A Reason for Every Reason

I’m one of those guys who people figure I’ve got a reason for everything. Like when I started chopping blinds after four years of not chopping. They’re right. I do.

Thing is, when players guess my reasons for doing odd things, and they do that a lot, they hardly ever get the reasons right because they assume that a pro’s top priority would be profit. Mine rarely is. For example, posting behind the button. At limit hold’em, I never do it. But the reasons have nothing to do with cost-per-hand or having live-money in late position or anything like that. Or when I buy in for two racks, not for intimidation, but simply because I like to buy in once and once only. Or when I’m on the list for $20-40 and I’ve got a choice between playing $6-12 or $9-18 in the meantime. I always take the $6-12, not because I think the game is softer, but because the $3 chips where I play are ugly.

Sometimes my reasons are complicated and philosophical, as in, goofy. That’s when I usually get cut off in mid blab by someone who politely suggests that I have way too much time on my hands. Which brings us back to this chopping thing. It’s understandable to wonder what’s up when a dedicated non-chopper all of a sudden starts chopping. So here’s my full scoop on chopping blinds — why I stopped, and why I started again.

When I moved to California, the first thing that made me consider becoming a non-chopper was the way the house took the collection. All the $20-40 games I played in charged $3 on the button. I figured that as long as we’re paying for each hand no matter what, then we might as well play them out. It seemed practical to use what I was buying.

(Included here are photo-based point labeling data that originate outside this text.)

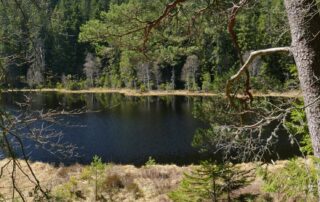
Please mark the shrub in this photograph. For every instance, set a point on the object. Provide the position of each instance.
(151, 162)
(297, 180)
(211, 182)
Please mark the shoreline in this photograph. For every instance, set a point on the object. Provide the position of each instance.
(137, 93)
(153, 181)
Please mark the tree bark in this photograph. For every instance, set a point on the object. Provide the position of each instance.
(304, 21)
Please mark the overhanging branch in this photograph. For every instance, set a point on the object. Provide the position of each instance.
(249, 61)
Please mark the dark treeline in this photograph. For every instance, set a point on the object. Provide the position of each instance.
(83, 43)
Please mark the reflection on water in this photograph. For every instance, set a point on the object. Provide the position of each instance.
(124, 129)
(120, 129)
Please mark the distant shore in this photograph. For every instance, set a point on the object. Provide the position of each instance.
(131, 92)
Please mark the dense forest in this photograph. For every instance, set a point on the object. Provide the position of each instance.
(82, 44)
(238, 47)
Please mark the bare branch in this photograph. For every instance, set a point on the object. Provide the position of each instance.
(245, 67)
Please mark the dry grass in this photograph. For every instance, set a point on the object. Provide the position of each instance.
(137, 93)
(118, 182)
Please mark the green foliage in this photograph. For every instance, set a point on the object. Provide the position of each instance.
(211, 182)
(297, 125)
(206, 82)
(151, 162)
(296, 180)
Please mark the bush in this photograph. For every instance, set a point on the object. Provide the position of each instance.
(143, 88)
(297, 181)
(211, 182)
(151, 162)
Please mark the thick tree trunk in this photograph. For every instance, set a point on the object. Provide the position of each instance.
(304, 20)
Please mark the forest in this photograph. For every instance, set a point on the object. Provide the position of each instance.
(168, 100)
(83, 44)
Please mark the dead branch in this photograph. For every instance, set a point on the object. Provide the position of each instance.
(246, 65)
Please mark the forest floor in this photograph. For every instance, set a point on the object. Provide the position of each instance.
(120, 182)
(132, 92)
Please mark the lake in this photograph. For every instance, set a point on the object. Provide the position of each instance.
(119, 129)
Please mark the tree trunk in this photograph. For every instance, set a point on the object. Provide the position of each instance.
(304, 20)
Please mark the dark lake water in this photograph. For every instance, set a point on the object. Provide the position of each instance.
(118, 128)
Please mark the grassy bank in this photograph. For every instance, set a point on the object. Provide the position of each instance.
(121, 182)
(131, 92)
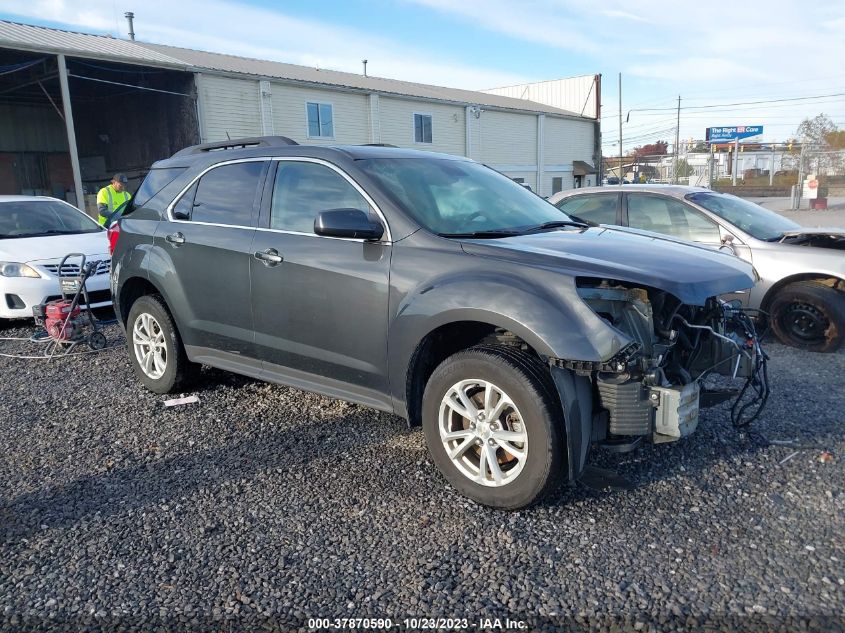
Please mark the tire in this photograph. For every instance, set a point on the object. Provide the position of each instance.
(169, 369)
(527, 469)
(810, 316)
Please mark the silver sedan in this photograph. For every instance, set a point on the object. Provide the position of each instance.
(802, 270)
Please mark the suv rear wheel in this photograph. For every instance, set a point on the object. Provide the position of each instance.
(810, 316)
(492, 425)
(155, 349)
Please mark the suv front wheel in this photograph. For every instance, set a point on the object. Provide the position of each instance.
(810, 316)
(155, 349)
(493, 426)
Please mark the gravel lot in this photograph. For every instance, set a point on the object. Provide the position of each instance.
(263, 506)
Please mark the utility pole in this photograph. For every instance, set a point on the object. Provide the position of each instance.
(710, 168)
(799, 189)
(677, 141)
(620, 129)
(772, 167)
(736, 161)
(71, 134)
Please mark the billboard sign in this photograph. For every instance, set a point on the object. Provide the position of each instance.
(722, 134)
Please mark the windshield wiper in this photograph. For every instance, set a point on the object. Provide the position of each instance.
(545, 226)
(492, 233)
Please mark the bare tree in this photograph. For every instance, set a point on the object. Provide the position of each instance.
(819, 138)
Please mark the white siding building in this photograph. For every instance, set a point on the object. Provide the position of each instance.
(547, 147)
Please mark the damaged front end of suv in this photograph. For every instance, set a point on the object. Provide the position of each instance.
(653, 388)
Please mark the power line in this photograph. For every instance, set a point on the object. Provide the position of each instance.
(725, 105)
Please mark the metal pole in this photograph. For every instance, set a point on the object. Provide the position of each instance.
(736, 161)
(71, 134)
(677, 142)
(799, 190)
(710, 169)
(620, 129)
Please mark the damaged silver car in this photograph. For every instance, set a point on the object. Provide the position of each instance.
(801, 293)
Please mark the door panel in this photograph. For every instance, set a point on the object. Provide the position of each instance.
(321, 313)
(211, 252)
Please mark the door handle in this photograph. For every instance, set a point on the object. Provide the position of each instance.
(175, 239)
(269, 257)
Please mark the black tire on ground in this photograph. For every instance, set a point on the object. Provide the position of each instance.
(529, 385)
(810, 316)
(178, 369)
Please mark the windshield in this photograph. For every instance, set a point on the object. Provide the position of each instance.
(459, 198)
(32, 218)
(751, 218)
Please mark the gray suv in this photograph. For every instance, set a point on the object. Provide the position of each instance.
(435, 288)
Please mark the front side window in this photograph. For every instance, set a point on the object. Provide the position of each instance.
(303, 189)
(453, 197)
(751, 218)
(593, 209)
(224, 195)
(670, 217)
(320, 120)
(32, 218)
(155, 181)
(422, 128)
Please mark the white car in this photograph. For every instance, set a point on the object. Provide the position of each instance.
(35, 234)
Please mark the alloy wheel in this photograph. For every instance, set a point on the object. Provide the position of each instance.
(150, 346)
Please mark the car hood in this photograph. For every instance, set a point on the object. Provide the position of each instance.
(36, 249)
(691, 273)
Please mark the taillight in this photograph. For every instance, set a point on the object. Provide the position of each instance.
(113, 233)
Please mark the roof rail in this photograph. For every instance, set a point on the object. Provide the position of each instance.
(237, 143)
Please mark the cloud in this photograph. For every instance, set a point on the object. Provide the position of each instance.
(536, 21)
(226, 26)
(615, 13)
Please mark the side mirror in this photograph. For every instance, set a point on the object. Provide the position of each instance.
(728, 244)
(352, 223)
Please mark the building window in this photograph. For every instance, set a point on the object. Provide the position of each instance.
(320, 120)
(422, 128)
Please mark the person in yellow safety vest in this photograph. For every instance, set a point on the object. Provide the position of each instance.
(112, 197)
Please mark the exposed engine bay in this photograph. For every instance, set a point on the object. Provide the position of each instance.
(654, 387)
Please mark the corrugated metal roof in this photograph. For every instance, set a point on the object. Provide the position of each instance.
(279, 70)
(42, 39)
(38, 38)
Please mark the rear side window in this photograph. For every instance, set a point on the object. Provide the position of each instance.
(225, 195)
(155, 181)
(302, 190)
(670, 217)
(594, 209)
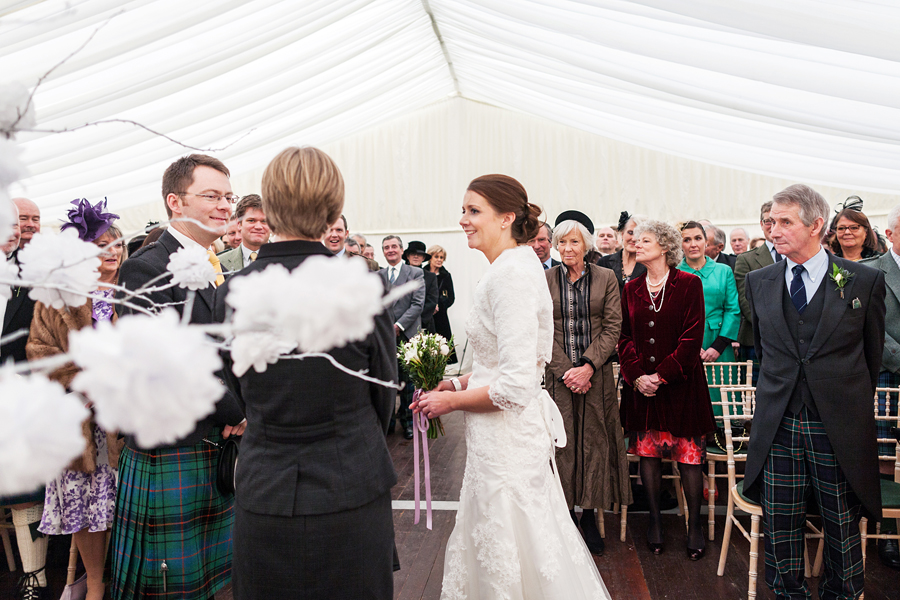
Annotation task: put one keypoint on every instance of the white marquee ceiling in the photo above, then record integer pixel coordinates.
(802, 89)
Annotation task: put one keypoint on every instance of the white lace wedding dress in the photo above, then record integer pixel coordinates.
(514, 538)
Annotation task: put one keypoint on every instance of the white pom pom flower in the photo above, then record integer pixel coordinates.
(191, 269)
(40, 431)
(322, 304)
(61, 268)
(149, 376)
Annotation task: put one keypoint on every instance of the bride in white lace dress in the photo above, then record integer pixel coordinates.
(514, 538)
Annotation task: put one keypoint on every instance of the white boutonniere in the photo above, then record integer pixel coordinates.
(840, 277)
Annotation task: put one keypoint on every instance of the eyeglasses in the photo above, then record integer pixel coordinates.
(214, 198)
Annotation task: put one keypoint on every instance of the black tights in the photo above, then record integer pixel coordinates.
(691, 481)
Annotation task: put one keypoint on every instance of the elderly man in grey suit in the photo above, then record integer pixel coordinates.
(406, 314)
(889, 264)
(759, 257)
(818, 324)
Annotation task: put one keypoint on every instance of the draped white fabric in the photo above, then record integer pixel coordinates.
(802, 90)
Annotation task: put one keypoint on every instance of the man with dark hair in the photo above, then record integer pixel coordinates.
(172, 534)
(818, 324)
(254, 232)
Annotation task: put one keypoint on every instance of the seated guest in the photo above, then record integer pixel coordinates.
(313, 513)
(738, 239)
(587, 318)
(336, 236)
(606, 241)
(446, 295)
(80, 501)
(254, 232)
(405, 313)
(665, 400)
(541, 245)
(414, 256)
(623, 263)
(854, 237)
(723, 313)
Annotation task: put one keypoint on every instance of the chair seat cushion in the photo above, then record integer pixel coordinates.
(890, 494)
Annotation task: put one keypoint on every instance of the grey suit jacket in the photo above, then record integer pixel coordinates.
(232, 260)
(841, 366)
(407, 311)
(748, 261)
(890, 358)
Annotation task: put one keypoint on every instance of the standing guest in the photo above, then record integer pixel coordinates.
(819, 343)
(587, 319)
(854, 237)
(446, 295)
(624, 263)
(26, 508)
(336, 236)
(606, 241)
(512, 538)
(715, 245)
(29, 220)
(414, 256)
(738, 239)
(254, 232)
(172, 530)
(720, 299)
(889, 264)
(541, 245)
(80, 501)
(313, 515)
(232, 237)
(665, 400)
(405, 313)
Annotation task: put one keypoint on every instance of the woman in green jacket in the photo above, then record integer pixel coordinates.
(723, 313)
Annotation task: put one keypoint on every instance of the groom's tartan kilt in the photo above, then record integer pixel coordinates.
(168, 510)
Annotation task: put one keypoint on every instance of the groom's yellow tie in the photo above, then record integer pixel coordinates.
(214, 261)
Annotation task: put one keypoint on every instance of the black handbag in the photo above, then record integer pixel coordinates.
(227, 463)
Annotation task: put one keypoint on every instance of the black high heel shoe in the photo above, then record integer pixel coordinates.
(696, 554)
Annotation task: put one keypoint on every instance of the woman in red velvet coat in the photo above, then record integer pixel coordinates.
(665, 399)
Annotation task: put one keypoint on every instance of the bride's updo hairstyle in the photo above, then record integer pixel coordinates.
(505, 194)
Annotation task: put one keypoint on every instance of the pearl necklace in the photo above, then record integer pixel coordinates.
(662, 293)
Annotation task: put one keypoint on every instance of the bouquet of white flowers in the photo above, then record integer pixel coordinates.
(425, 358)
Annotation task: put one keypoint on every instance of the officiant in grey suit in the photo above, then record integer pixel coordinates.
(406, 313)
(818, 325)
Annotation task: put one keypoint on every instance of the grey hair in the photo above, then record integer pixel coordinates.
(666, 236)
(894, 220)
(565, 228)
(811, 203)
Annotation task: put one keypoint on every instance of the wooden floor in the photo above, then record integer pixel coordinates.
(628, 569)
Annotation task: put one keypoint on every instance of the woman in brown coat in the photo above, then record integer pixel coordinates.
(81, 499)
(587, 318)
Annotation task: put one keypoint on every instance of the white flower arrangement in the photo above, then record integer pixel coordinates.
(320, 305)
(60, 268)
(40, 431)
(191, 269)
(150, 376)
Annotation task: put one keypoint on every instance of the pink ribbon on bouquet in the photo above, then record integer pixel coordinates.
(420, 427)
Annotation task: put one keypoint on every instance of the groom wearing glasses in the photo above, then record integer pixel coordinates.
(172, 535)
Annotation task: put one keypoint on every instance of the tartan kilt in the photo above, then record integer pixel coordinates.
(168, 510)
(883, 428)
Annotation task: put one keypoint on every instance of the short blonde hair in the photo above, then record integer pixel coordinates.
(435, 249)
(303, 193)
(588, 239)
(666, 236)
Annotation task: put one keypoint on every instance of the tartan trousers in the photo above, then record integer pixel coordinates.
(801, 461)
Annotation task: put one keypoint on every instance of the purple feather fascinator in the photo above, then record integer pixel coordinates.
(90, 221)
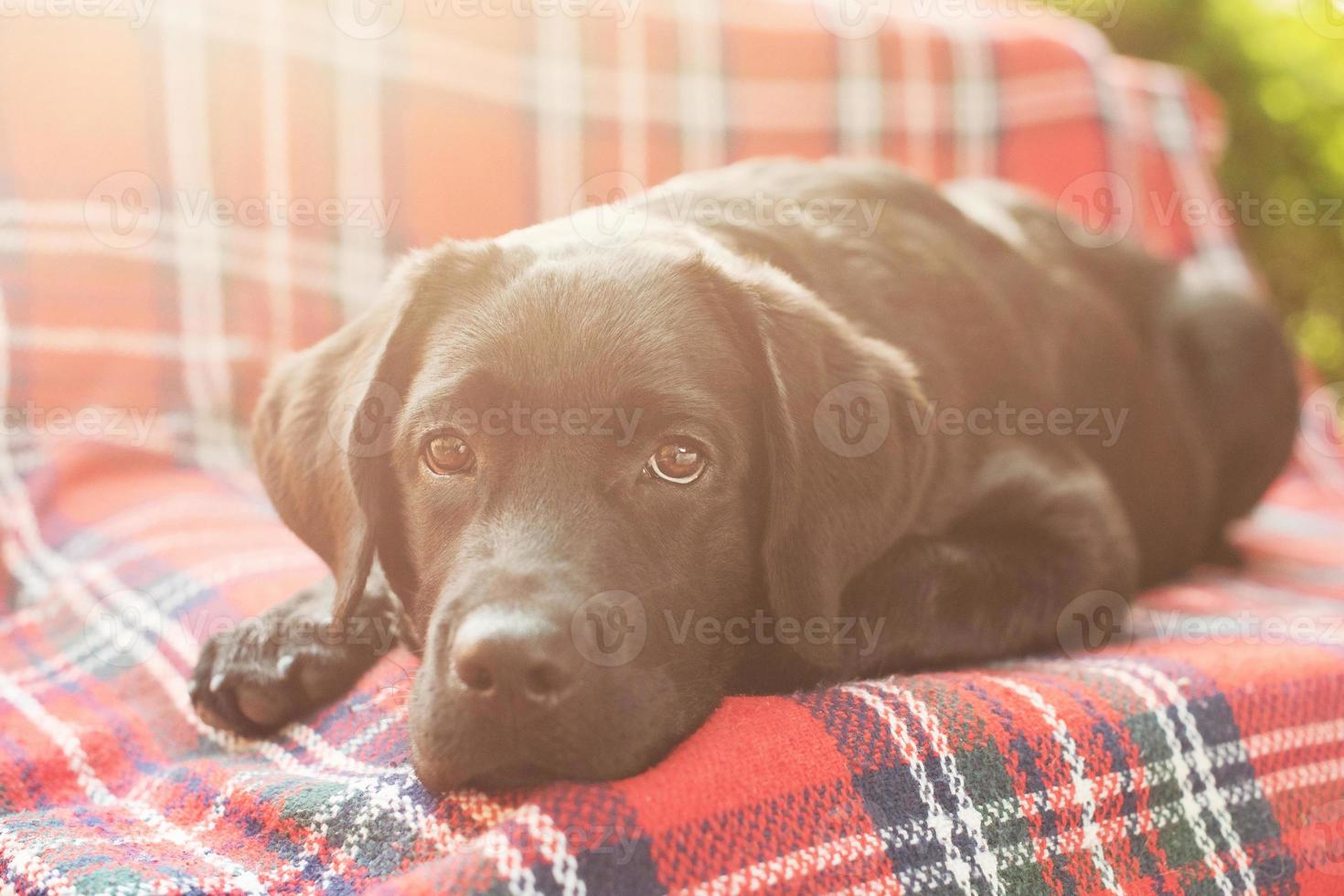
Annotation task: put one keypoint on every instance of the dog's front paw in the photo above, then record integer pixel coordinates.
(288, 661)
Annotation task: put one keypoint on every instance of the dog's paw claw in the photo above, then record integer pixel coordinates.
(271, 670)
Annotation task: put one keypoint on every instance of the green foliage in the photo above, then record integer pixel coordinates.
(1278, 66)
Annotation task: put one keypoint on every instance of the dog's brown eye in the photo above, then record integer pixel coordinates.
(680, 463)
(448, 455)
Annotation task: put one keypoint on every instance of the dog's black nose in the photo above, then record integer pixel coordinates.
(512, 656)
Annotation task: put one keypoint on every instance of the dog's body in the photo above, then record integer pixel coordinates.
(957, 423)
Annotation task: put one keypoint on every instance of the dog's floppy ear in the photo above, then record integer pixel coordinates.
(326, 418)
(847, 463)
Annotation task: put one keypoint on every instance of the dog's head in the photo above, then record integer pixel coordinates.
(597, 481)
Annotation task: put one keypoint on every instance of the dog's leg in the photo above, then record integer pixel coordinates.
(292, 660)
(1037, 539)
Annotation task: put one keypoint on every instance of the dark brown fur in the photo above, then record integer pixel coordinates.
(966, 546)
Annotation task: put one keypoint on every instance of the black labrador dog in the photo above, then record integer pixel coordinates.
(760, 427)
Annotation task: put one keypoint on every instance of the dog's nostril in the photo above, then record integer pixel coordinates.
(546, 680)
(514, 658)
(475, 675)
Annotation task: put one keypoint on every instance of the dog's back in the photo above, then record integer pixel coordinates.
(1003, 304)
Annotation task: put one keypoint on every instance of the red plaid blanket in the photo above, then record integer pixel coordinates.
(188, 189)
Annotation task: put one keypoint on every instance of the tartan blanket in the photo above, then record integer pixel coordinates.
(190, 189)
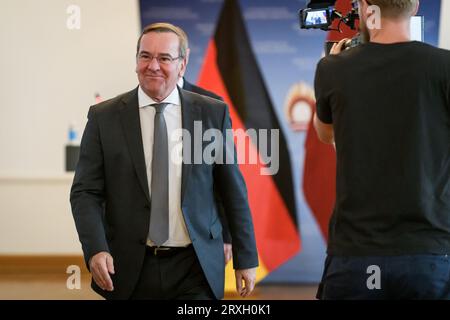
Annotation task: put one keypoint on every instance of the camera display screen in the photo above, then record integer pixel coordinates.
(316, 18)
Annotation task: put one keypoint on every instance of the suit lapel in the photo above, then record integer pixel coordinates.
(190, 112)
(131, 126)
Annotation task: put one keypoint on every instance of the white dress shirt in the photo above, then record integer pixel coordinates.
(178, 234)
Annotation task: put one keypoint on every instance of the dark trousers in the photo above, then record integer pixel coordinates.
(169, 276)
(386, 277)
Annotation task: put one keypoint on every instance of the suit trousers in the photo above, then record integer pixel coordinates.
(170, 276)
(406, 277)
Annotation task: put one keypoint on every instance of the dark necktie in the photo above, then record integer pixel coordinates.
(159, 216)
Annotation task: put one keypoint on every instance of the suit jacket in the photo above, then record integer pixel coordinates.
(110, 197)
(226, 230)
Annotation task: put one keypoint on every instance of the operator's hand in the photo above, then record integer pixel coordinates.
(337, 47)
(249, 278)
(228, 252)
(101, 265)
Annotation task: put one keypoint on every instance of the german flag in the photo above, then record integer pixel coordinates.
(231, 71)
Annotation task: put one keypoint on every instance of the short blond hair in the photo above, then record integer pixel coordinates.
(167, 27)
(395, 8)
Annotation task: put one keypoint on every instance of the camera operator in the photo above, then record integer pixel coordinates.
(386, 106)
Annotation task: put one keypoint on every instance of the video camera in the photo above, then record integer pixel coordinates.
(320, 14)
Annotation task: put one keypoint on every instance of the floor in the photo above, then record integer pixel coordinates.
(54, 287)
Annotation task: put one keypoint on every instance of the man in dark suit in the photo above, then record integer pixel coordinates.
(148, 224)
(227, 246)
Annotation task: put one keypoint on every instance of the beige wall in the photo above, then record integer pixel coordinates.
(48, 78)
(444, 36)
(49, 74)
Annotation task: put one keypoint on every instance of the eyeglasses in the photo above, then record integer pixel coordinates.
(164, 59)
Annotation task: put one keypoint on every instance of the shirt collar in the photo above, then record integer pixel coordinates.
(144, 100)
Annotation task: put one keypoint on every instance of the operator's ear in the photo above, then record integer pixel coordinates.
(188, 51)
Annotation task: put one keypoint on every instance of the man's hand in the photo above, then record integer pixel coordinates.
(228, 252)
(101, 266)
(249, 278)
(337, 47)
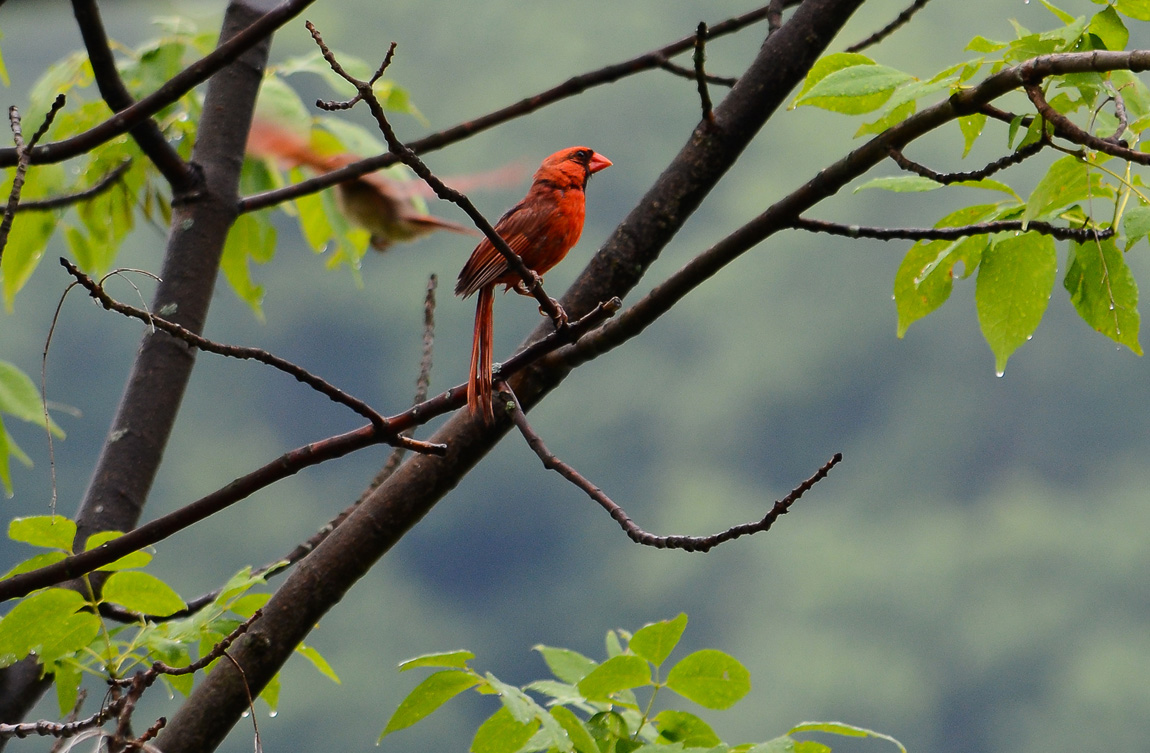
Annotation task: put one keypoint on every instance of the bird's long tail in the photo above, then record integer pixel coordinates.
(478, 383)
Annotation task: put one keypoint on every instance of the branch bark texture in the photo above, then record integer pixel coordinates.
(323, 577)
(155, 387)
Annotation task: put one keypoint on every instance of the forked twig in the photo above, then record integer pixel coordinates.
(637, 535)
(250, 353)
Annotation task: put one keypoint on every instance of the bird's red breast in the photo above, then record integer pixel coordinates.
(543, 227)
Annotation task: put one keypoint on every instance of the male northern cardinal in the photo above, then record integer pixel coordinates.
(381, 205)
(541, 229)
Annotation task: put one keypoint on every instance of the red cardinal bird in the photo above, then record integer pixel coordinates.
(381, 205)
(541, 229)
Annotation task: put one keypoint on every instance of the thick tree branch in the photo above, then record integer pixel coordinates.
(947, 178)
(283, 467)
(531, 282)
(397, 505)
(570, 87)
(200, 343)
(229, 51)
(161, 528)
(135, 445)
(1067, 130)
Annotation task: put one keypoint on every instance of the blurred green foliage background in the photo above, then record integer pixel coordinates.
(972, 578)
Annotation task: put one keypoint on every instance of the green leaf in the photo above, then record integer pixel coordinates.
(576, 731)
(501, 734)
(1068, 181)
(560, 692)
(50, 531)
(246, 605)
(280, 105)
(971, 125)
(829, 64)
(566, 665)
(27, 240)
(1103, 291)
(135, 560)
(1109, 28)
(314, 221)
(35, 563)
(66, 677)
(711, 678)
(68, 636)
(892, 116)
(684, 728)
(142, 592)
(1135, 224)
(520, 705)
(1137, 9)
(983, 45)
(319, 662)
(901, 184)
(855, 90)
(251, 238)
(20, 397)
(844, 730)
(784, 744)
(618, 673)
(429, 696)
(37, 621)
(1016, 277)
(235, 586)
(989, 184)
(452, 659)
(656, 642)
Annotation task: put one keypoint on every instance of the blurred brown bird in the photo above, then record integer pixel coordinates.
(381, 205)
(541, 229)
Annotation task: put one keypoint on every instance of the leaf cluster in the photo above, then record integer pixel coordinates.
(1083, 190)
(596, 707)
(69, 637)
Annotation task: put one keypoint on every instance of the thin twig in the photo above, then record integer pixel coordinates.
(569, 87)
(1120, 113)
(1081, 235)
(169, 93)
(531, 281)
(948, 178)
(303, 550)
(637, 535)
(700, 75)
(774, 16)
(23, 160)
(889, 29)
(687, 73)
(422, 384)
(286, 465)
(1067, 130)
(68, 199)
(250, 353)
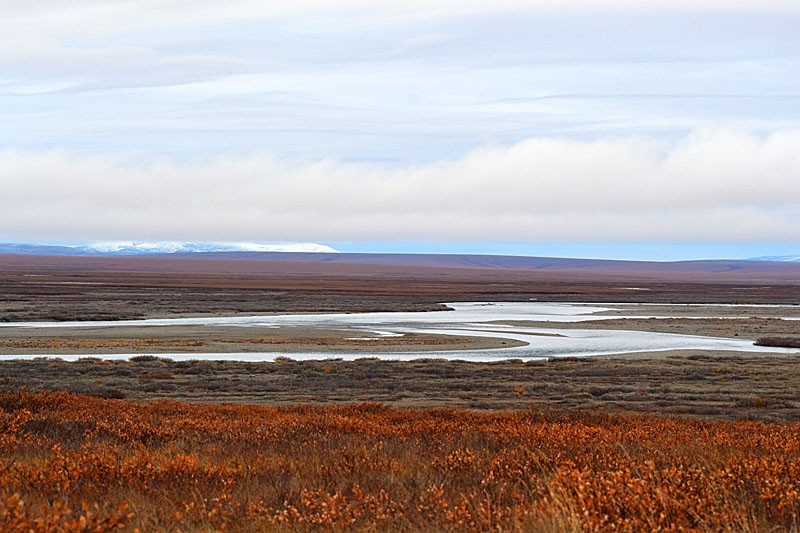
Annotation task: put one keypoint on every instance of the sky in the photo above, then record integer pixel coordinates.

That got me thinking about some things I never liked about chopping in the first place, priorities just heavy enough to tip the scales in favor of not chopping.

Simple is good. Chopping blinds is not simple. Especially in these games, with high turnover and lots of seat changes, I was constantly asking, “Do you chop? Do you chop?” Further complexity resulted from the varying chopping criteria of each player. Some chopped with four or more players, some with five, some with six. Keeping track required energy and vigilance, two things I’d rather conserve for more important activities such as looking at people’s food to evaluate the daily specials.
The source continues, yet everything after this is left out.